# Topological Martingale Risk

**Author:** Zacharia Moussallati  
**Date:** 2025-08-31

---

## Overview

This project investigates the relationship between **market correlation topology** and **martingale-based pricing errors** using historical stock data. By combining **topological data analysis (TDA)** with **Monte Carlo martingale simulations**, we explore whether structural changes in asset correlations can predict deviations in pricing models.
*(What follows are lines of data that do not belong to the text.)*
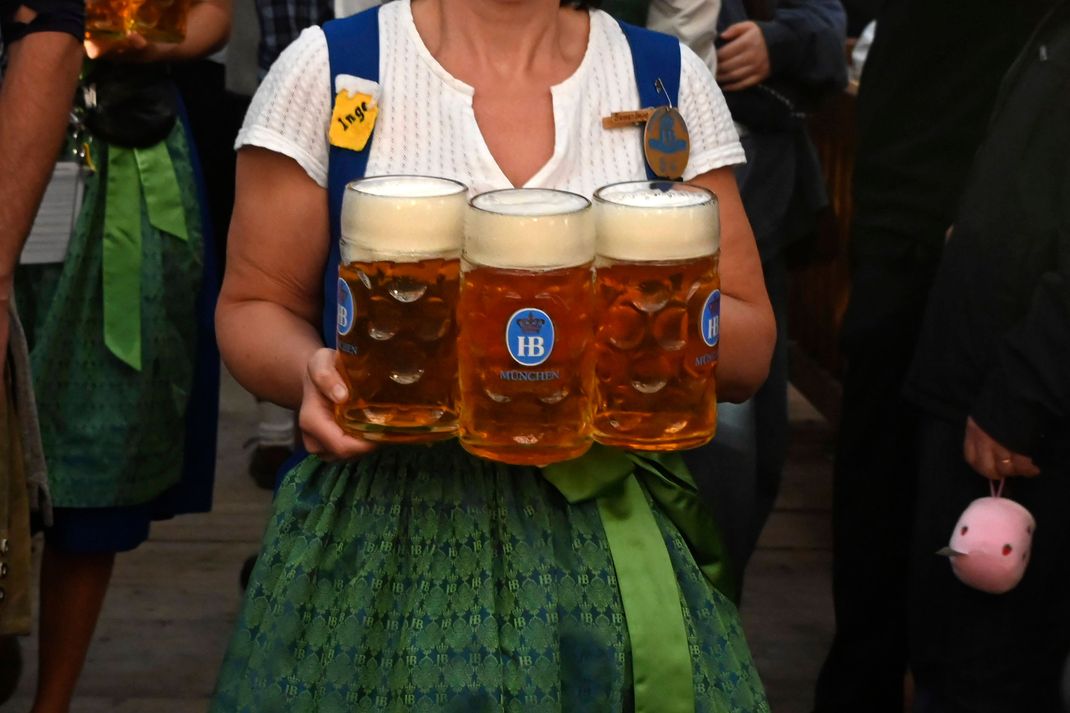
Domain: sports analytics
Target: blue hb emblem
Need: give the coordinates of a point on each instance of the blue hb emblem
(345, 308)
(529, 336)
(665, 138)
(712, 319)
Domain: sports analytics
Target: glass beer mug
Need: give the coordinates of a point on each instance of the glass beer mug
(107, 19)
(397, 296)
(658, 297)
(156, 20)
(162, 20)
(525, 327)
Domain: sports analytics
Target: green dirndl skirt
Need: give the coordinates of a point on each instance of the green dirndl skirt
(112, 434)
(422, 578)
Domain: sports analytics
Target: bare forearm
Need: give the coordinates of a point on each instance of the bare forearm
(266, 348)
(34, 104)
(746, 348)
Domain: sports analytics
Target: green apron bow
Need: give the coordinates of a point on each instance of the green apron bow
(620, 483)
(133, 173)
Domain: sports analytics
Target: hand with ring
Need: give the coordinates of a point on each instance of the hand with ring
(991, 458)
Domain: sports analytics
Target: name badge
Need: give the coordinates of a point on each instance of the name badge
(355, 110)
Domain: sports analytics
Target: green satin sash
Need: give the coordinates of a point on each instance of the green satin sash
(620, 483)
(133, 173)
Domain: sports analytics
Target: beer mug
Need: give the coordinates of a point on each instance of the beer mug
(107, 19)
(525, 327)
(397, 296)
(658, 297)
(162, 20)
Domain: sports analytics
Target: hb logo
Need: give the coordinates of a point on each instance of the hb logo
(529, 336)
(712, 319)
(345, 307)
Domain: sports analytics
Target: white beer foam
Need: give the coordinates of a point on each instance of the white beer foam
(402, 218)
(529, 229)
(646, 224)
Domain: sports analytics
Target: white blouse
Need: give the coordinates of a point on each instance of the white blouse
(426, 123)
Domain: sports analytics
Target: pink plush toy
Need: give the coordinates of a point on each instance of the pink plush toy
(990, 546)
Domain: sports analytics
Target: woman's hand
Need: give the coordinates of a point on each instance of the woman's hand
(991, 459)
(323, 388)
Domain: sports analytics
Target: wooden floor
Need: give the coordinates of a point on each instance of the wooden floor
(172, 602)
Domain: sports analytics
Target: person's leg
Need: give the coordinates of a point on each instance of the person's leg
(80, 548)
(73, 587)
(723, 470)
(770, 405)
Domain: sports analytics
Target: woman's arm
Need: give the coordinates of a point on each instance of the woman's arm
(748, 330)
(269, 311)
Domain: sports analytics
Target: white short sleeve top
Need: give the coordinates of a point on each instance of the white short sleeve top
(427, 125)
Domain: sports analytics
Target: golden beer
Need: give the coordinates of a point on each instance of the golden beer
(107, 19)
(525, 327)
(658, 316)
(397, 298)
(162, 20)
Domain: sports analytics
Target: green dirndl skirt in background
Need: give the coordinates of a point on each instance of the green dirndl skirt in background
(113, 435)
(422, 578)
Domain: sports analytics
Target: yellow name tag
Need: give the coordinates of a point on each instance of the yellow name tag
(352, 120)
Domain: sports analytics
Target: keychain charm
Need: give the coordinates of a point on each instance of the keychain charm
(667, 143)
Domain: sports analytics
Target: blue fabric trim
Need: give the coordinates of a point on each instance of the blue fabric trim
(655, 56)
(353, 49)
(98, 530)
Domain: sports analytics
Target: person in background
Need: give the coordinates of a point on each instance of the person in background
(926, 94)
(991, 378)
(113, 339)
(41, 47)
(775, 62)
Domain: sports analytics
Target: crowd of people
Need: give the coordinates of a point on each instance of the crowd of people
(197, 211)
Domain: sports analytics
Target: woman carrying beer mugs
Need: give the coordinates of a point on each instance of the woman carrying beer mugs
(421, 577)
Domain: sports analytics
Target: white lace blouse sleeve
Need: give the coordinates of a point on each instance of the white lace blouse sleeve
(715, 141)
(291, 111)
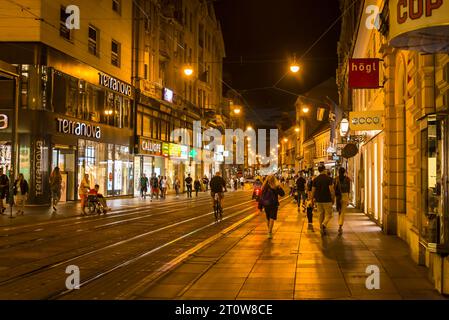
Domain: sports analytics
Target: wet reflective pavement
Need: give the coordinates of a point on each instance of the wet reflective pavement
(297, 263)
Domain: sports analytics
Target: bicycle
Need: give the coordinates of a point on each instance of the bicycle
(218, 210)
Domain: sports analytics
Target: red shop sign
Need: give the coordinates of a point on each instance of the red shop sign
(364, 73)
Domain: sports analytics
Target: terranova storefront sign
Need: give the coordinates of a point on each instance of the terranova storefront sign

The pipeline is fully automated, from data acquisition to integration and plotting, and is ready to run for any set of tickers.

---

## Motivation

- Traditional quantitative finance assumes that asset prices follow a martingale process under the risk-neutral measure.  
- Empirically, deviations occur due to complex interdependencies between assets.  
- **Topological data analysis (TDA)** provides tools to quantify the “shape” of correlations using **persistent homology**.  
- By integrating **persistent homology features** with Monte Carlo pricing, we aim to detect periods where market topology indicates higher risk of pricing errors.

---

## Methodology

### 1. Data Acquisition
- Adjusted close prices are downloaded from Yahoo Finance using `yfinance`.  
- Daily log returns are computed for each asset.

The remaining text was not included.